El título que se barajó
al principio fue el de la obra de teatro en la que se basaba, Everybody
Comes to Rick's (todo el mundo viene a Rick's), aunque se decidió el título
final para repetir el éxito de Argel, rodada tres años antes. Así, a
trompicones, se forjaba una de las películas con más momentos inolvidables y
rememorados, ganadora de tres Óscar, llena de diálogos inolvidables,
interpretaciones antológicas de Bogart e Ingrid Bergman (así como Claude
Rains y Peter Lorre en papeles secundarios) y una música de Max Steiner para la
eternidad.
Michael Curtiz, forjado en las
aventuras coloristas de Robin Hood o La carga de la brigada ligera,
fue el inesperado artífice del milagro, ya que tampoco llegó como primera
opción, que era el maestro del melodrama William Wyler.

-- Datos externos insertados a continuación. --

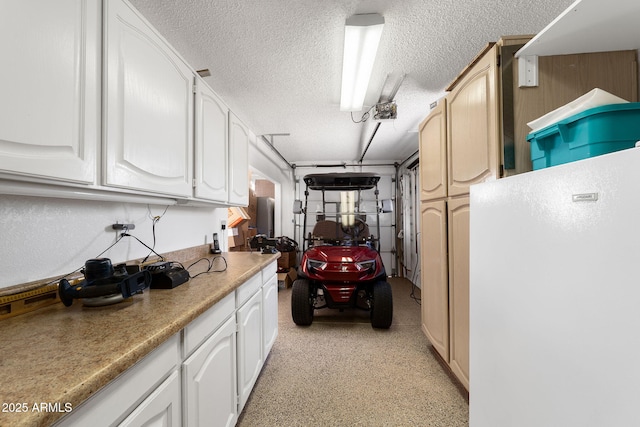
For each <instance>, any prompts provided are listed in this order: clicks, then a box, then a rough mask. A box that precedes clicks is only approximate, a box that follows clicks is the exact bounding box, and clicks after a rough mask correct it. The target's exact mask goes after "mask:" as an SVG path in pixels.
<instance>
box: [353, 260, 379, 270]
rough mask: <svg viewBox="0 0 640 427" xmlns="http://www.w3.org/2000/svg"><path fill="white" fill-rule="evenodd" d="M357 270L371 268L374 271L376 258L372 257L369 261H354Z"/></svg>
mask: <svg viewBox="0 0 640 427" xmlns="http://www.w3.org/2000/svg"><path fill="white" fill-rule="evenodd" d="M356 265H357V266H358V269H359V270H371V271H374V270H375V269H376V260H375V259H372V260H369V261H360V262H356Z"/></svg>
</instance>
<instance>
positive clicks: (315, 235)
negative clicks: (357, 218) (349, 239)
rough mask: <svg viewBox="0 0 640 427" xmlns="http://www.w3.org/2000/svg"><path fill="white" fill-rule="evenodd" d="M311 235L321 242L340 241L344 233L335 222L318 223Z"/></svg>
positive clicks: (325, 222)
mask: <svg viewBox="0 0 640 427" xmlns="http://www.w3.org/2000/svg"><path fill="white" fill-rule="evenodd" d="M313 235H314V236H315V237H318V238H320V239H322V240H342V239H343V238H344V233H343V232H342V230H341V229H340V226H339V225H338V223H337V222H335V221H328V220H324V221H318V222H316V225H315V226H314V227H313Z"/></svg>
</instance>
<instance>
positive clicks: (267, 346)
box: [262, 273, 278, 360]
mask: <svg viewBox="0 0 640 427" xmlns="http://www.w3.org/2000/svg"><path fill="white" fill-rule="evenodd" d="M262 336H263V341H264V345H263V354H264V358H265V360H266V358H267V355H268V354H269V352H270V351H271V347H273V343H274V342H275V341H276V338H277V337H278V276H277V275H276V274H275V273H274V274H273V275H272V276H271V278H269V279H267V281H266V283H265V284H264V285H263V286H262Z"/></svg>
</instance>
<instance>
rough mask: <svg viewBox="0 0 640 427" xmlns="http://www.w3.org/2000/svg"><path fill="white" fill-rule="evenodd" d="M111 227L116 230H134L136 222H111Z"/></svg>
mask: <svg viewBox="0 0 640 427" xmlns="http://www.w3.org/2000/svg"><path fill="white" fill-rule="evenodd" d="M111 228H113V229H114V230H119V231H120V230H122V231H129V230H133V229H134V228H136V225H135V224H119V223H115V224H111Z"/></svg>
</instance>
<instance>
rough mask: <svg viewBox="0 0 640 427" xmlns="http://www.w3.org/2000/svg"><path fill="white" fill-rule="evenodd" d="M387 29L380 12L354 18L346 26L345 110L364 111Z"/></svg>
mask: <svg viewBox="0 0 640 427" xmlns="http://www.w3.org/2000/svg"><path fill="white" fill-rule="evenodd" d="M383 26H384V18H383V17H382V16H380V15H378V14H377V13H368V14H362V15H353V16H352V17H350V18H349V19H347V21H346V23H345V27H344V56H343V59H342V95H341V99H340V110H341V111H362V106H363V104H364V98H365V95H366V94H367V88H368V87H369V79H370V78H371V71H372V70H373V63H374V62H375V59H376V53H377V51H378V45H379V44H380V36H381V35H382V27H383Z"/></svg>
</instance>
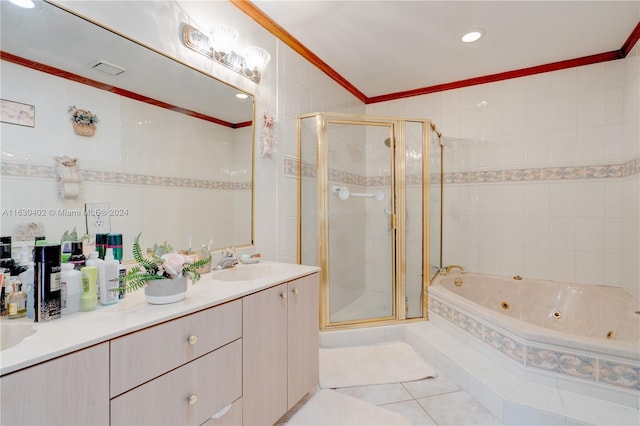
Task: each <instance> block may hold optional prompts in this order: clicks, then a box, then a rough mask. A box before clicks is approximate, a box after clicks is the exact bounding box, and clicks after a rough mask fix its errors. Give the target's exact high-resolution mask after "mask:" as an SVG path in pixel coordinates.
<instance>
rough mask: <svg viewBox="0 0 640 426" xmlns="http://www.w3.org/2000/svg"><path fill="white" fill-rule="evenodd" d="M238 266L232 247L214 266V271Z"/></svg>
mask: <svg viewBox="0 0 640 426" xmlns="http://www.w3.org/2000/svg"><path fill="white" fill-rule="evenodd" d="M237 264H238V258H237V257H236V251H235V249H234V248H233V247H230V248H228V249H226V250H225V253H224V255H223V256H222V259H220V260H219V261H218V264H217V265H216V269H227V268H232V267H234V266H235V265H237Z"/></svg>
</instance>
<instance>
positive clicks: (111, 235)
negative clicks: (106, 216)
mask: <svg viewBox="0 0 640 426" xmlns="http://www.w3.org/2000/svg"><path fill="white" fill-rule="evenodd" d="M109 247H111V248H112V249H113V257H114V258H116V259H117V260H118V262H120V263H122V234H108V235H107V248H109Z"/></svg>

Pero todo ese
equipo de suplentes desplegó tal sinergia que impuso su amor hasta
eclipsar a esa Marsellesa, que sonaba ya en los créditos, a ese mensaje de
oposición a los nazis en un proyecto que se empezó a gestar un día después del
ataque japonés contra Pearl Harbor.
Rick e Ilsa, los amantes a los que
el tiempo y la Historia querrá separar continuamente, daban al melodrama
clásico de Hollywood un plus de amargura, rematado con ese final realista tan
poco acostumbrado en la época. Un amor a destiempo, cuya potencia no podrá
vencer ya no tanto a la adversidad, sino a la mera conveniencia. Un mazazo a
las segundas oportunidades y una victoria para la derrota.
Dado que Paul Henreid
y Claude Rains llegaron tarde al rodaje porque se había dilatado su
película anterior, la primera escena que rodaron Bogart y Bergman fue su
encuentro en el piano, pero ya entonces la química quedó patente. Bogart
quedaba en los anales con la gabardina y el cigarro empapados, o en la barra de
su propio bar con un whisky doble vestido de esmoquin blanco. Bergman lo hacía
con pamela y con la mirada desbordada por las lágrimas.
Una pareja perfecta
filtrada por la magia del cine, pues él tuvo que colocarse cajas y cojines para
contrarrestar los cinco centímetros que le sacaba la actriz sueca. Y aunque la
canción que les remontaba a su pasado se llamaba As Time Goes By, se
quedaron congelados en la retina de la audiencia. Tan congelada que se ha
intentado repetir en varias ocasiones. Ya en los cuarenta, se habló de hacer
una secuela llamada Brazzaville cambiando a Ingrid Bergman por Geraldine
Fitzgerald, pero el proyecto se canceló. Woody Allen la homenajeó por todo
lo alto en Sueños de un seductor, Steven Soderbergh casi la
plagió en The Good German y Trueba le hizo un guiño en La niña de tus
ojos.
Pero ninguna fue capaz
de repetir la magia de la original, que se estrenaba un 26 de noviembre de 1942
sin grandes aspavientos pero se convirtió en clásico. Quizá porque nunca
pretendió ser una gran historia de amor y el amor llega cuando menos se lo espera.